Paul Carini, an assistant professor of environmental microbiology in the Department of Environmental Science and BIO5 Institute member, is the recipient of two early career awards that will allow him to study microbial resilience in harsh environments—from the desert to the depths of the ocean.
This past month, Carini was recognized with a 2022 Faculty Early Career Development (CAREER) award from the National Science Foundation (NSF). The organization’s prestigious CAREER award program is designed to support junior faculty members, “who have the potential to serve as academic role models in research and education and to lead advances in the mission of their department or organization.”
Over the next five years, Carini will use the $1.5M award to understand what contributes to the resilience of soil bacteria living under extended dry periods in arid and semi-arid climates. In these regions, soil microbes face extreme stress from increases in temperature and drought that lead to severe soil drying.
“We know that some microbes have a strategy to cope with drying—they go into hiding and form what's called a spore, which is basically a protective shell on the outside of the cell. They can persist in the spore state for long periods of time and emerge when growth conditions are more favorable,” Carini explained. “But most soil microbes cannot form spores. We are investigating how non-spore forming microbes survive without water.”
The processes through which non-spore forming microbes persist in periods of extended drought are not well understood. Leveraging an extensive collection of more than 3,000 bacterial cultures from Arizona soils, Carini’s work could inform future, low-water agricultural practices.

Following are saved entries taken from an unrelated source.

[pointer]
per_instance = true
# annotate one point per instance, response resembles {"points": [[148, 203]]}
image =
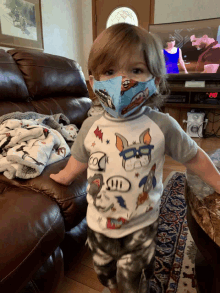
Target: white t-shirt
{"points": [[125, 167]]}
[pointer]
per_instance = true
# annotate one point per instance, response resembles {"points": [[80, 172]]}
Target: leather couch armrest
{"points": [[31, 226]]}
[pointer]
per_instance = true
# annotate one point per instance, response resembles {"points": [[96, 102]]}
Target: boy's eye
{"points": [[109, 72], [137, 70]]}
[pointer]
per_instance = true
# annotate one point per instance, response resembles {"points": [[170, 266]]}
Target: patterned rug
{"points": [[175, 253]]}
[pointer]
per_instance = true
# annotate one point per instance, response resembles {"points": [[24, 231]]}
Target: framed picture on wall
{"points": [[21, 24]]}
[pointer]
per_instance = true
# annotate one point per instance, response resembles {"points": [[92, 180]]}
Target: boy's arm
{"points": [[70, 172], [202, 166]]}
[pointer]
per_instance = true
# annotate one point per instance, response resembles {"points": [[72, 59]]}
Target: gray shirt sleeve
{"points": [[178, 144], [78, 150]]}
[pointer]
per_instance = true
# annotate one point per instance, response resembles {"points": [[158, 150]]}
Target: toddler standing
{"points": [[123, 151]]}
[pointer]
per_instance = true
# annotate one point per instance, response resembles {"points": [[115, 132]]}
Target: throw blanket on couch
{"points": [[31, 141]]}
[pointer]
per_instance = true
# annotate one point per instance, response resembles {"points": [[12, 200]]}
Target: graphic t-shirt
{"points": [[125, 167]]}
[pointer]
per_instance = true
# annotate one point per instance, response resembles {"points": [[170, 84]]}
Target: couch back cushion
{"points": [[49, 75], [48, 84], [12, 85]]}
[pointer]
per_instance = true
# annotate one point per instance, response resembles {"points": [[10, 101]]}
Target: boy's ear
{"points": [[157, 80], [91, 80]]}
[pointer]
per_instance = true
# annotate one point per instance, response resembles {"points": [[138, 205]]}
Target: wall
{"points": [[67, 29], [185, 10]]}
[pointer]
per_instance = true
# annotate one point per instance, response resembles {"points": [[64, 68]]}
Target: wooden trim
{"points": [[152, 10], [94, 20]]}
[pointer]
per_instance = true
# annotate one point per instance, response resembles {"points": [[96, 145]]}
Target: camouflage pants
{"points": [[127, 262]]}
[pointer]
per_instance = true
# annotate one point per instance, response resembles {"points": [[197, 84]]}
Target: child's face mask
{"points": [[121, 96]]}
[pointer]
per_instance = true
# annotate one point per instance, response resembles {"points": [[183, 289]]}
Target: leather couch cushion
{"points": [[32, 227], [12, 83], [11, 106], [71, 199], [50, 75], [75, 109]]}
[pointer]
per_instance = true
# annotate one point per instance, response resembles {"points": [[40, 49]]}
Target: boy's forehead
{"points": [[132, 56]]}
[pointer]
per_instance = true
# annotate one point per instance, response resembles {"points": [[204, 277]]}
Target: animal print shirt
{"points": [[125, 167]]}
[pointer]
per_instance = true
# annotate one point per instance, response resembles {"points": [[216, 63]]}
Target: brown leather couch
{"points": [[42, 223]]}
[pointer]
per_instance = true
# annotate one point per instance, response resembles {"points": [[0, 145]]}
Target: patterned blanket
{"points": [[30, 141]]}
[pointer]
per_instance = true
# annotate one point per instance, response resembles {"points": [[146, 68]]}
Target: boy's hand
{"points": [[61, 177]]}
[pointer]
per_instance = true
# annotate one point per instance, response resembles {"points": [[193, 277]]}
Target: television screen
{"points": [[191, 48]]}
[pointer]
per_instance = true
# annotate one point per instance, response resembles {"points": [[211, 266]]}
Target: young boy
{"points": [[123, 151]]}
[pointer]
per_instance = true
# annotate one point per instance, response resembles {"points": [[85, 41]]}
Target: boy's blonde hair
{"points": [[124, 38]]}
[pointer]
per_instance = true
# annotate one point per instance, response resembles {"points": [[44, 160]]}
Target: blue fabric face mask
{"points": [[121, 96]]}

“A third of the world is arid or semi-arid and about half of the world's population lives in those regions. The prediction is that these areas are going to expand with climate change and that's going to really affect food production in those regions, as well as the ability of arid soils to sequester carbon” Carini explained.
“Getting a handle on how microbes are adapted to cope with that is going to help us, for example, engineer microbial inoculants that could be used to facilitate the growth of agricultural crops in arid regions.”
From the desert to the deep ocean
Carini was also recognized by the Simons Foundation and presented the 2022 Early Career Investigator in Marine Microbial Ecology and Evolution Award. With the $660K award allocation, Carini will investigate how bacteria in the depths of the ocean are able to survive, despite being isolated in 6-million-year-old deep-sea sediments.
“It’s a very different project,” Carini said. “But it’s going to help scientists better understand the role the ocean plays in mitigating carbon dioxide in the atmosphere through improved long term carbon storage models.”
It all comes down to growth rate, or something biologists refer to as doubling times.
“When we talk about doubling time, that's the time it takes for one bacterium to divide into two,” Carini explains.
In soil, bacteria can double in two or three days in nature. In the lab, under careful enrichment, they can double much faster than that, in some cases on the order of once every four hours, according to Carini. E. coli, for example, can double once every 20 minutes.
So how long does it take bacteria at the bottom of the ocean to double? About 100 years, perhaps thousands of years, according to Carini. It depends on the microbe and the ocean location.
Carini will be working with bacteria that were deposited in deep-sea sediment roughly six million years ago.
“They're effectively not growing on human time scales. We can't observe them growing but they're not dead and the evidence of that is that we can culture them again. Under the right conditions, they wake up again in the laboratory,” Carini said. “In nature, it’s not uncommon for microbes to halt their growth. And thank goodness, right? There are so many microbes on Earth that if they all grew at the rate of E. coli, by tomorrow afternoon we would be under a foot of microbial biomass.”
Why does it matter how long it takes bacteria in the ocean to double? It all goes back to carbon dioxide. The bottom of the ocean is a major sink for carbon through a process called the biological pump.
“Basically, phytoplankton in the surface ocean convert carbon dioxide in the air to organic carbon. That organic carbon is transported through sedimentation to the bottom of the ocean. On the seafloor microbes recycle the deposited organic carbon back into carbon dioxide,” Carini explained. “And a major focus of microbial oceanography is to try and understand the efficiency of that process and how to lock more of that carbon down at the bottom of the ocean for a longer period of time.”
Understanding the biology of how bacteria at the bottom of the ocean process this carbon likely has implications for the search for life on other planets, too, according to Carini.
“Really, it’s about trying to understand how life can thrive in these really narrow bands of energy availability,” Carini said. “That can be in the desert, that can be at the bottom of the ocean. Or perhaps on other planets.”